肩を落とした俺たち二人を見て、怪訝な声をあげる美景先輩に適当に答える。
「いえ…ちょっと馬鹿だった自分達に落ち込んでまして…」
「君たちが阿呆なのは、いつものことだろう?それを落ち込んでどうする」
直後、グサリと突き刺さる辛辣な一言。
更に肩を落としそうになる俺たちだったが、
「しかし、そこが君たちのいいところでもあるだろう。過去に囚われず未来を見据えて進みだす。阿呆かもしれないが、私にはなかなか真似できない、長所だよ」
と、言う一言でお調子者な俺たちは、一気に元気になった。
「さあ。とりあえず一度帰るとしよう。あの鏡と光がなんだったのか、猛烈に気にはなるが、それはまた今日の放課後にでも調べるとしよう」
美景先輩は、鏡と光が本当に気になるみたいだったが、一度帰るという意思に変わりはないようだ。
「そうですね、一度帰りましょう」
「調査の続きは、放課後のお楽しみだ!」
俺と裕久も、口々に同意。
三人揃って昇降口へと歩き出す。
「それにしても…」
その道すがら、美景先輩がふと口を開いた。
「なかなか昨日はスリリングな一日だった」
しみじみと言うその口調は、どこか楽しそうでもある。
「そう言う意味でしたら、今も結構スリリングな状況だと思いますよ?」
「なぜだ?」
俺の言葉に、美景先輩は意味を図りかねている様子だ。
「だって、今の明るさだと、間違いなく校門や玄関は開いてませんよ。そんなところを宿直の先生にでも見つかったら…」
その台詞の後は、裕久が続ける。
「間違いなく、生徒指導室送りだな」
美景先輩は、そんな処遇になるかもしれないことを、恐ることなくむしろ楽しんで、
「それはいい。私はまだ生徒指導室での指導を受けたことはないのだよ。いっそのこと、わざと見つかってみるか」
「いや、やめてください」
これは、俺の発言。
「俺、この間あそこで一時間も説教くらったばっかです」
こちらは、裕久。
「はは!冗談だよ。私も妙な勘繰りはされたくないからな」
最後はもちろん、美景先輩。
俺たちは、他愛ない話をしながら歩き続け、やっと空き教室が途切れたところで、
「――――――――――っ!」
かすかだが、誰かの悲鳴を聞きつけた。
「今のは…」
「悲鳴です!美景先輩!」
次の瞬間には、俺は悲鳴の聞こえた方向に走り出していた。
「待ちたまえ!晶君!」
「ちょっ、晶どこ行くんだ!」
慌てて俺に続く、裕久と美景先輩。
「二階だよ!たぶん今の悲鳴、二階から聞こえたんだ!」
俺の言に、美景先輩は一気に表情を引き締める。
裕久も、普段のお気楽さは抜けて、滅多に見せない真面目な表情になっている。
「場所は判るか!?晶君!」
「はい。
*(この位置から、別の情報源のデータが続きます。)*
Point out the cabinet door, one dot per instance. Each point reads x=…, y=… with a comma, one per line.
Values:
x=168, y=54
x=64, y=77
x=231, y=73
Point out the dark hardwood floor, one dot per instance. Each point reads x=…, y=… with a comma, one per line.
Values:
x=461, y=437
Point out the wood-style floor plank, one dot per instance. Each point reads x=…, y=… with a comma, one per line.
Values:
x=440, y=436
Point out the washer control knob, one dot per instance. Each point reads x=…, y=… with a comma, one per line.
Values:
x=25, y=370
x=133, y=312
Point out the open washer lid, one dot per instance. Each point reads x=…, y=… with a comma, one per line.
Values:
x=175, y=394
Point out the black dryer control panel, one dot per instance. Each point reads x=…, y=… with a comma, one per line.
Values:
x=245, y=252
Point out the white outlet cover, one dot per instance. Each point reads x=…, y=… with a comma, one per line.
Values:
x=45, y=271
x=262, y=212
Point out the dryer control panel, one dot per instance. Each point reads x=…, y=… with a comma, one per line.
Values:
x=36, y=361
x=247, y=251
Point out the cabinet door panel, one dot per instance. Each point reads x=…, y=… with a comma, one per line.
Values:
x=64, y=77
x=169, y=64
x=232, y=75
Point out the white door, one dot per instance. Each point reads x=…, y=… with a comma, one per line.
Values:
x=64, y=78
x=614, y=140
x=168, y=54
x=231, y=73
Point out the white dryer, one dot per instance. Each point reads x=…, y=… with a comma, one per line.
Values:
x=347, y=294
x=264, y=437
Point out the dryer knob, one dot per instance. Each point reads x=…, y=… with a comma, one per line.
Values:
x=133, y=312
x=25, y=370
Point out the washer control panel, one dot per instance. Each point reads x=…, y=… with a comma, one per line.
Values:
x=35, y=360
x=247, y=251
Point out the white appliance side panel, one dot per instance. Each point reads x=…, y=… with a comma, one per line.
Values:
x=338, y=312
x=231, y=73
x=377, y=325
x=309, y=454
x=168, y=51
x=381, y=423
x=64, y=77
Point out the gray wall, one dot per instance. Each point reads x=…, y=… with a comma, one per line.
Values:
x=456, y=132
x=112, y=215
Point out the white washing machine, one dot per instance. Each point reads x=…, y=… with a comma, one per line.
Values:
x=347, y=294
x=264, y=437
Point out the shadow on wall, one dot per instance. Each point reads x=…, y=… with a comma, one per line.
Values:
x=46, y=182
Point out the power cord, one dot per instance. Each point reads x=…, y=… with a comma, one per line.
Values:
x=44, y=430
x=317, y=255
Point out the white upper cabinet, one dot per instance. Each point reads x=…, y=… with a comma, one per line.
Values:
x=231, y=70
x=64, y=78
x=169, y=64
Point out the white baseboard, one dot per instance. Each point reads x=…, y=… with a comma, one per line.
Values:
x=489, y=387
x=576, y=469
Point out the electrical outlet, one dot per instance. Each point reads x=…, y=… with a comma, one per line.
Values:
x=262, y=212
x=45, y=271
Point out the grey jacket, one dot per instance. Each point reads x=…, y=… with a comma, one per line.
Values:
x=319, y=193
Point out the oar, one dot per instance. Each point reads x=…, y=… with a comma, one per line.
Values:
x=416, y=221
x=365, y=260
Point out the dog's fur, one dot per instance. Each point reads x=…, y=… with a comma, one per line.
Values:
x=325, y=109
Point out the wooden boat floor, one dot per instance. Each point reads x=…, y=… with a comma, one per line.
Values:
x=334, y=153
大体ならば」
自信のある俺の答えに、美景先輩は満足そうだ。
「よし、案内してくれたまえ」
「はい」
脚に力を込めて、更にスピードをあげる。
それに追いついてきた裕久も、すでに臨戦態勢に入っている。
「聞こえたのは悲鳴だけ。向こうの状況は判らない。晶、慎重に行くぞ」
「それは、向こうについてから考えるさ」
校舎は広いようで狭い。
悲鳴があがった場所まで、そう時間はかからない。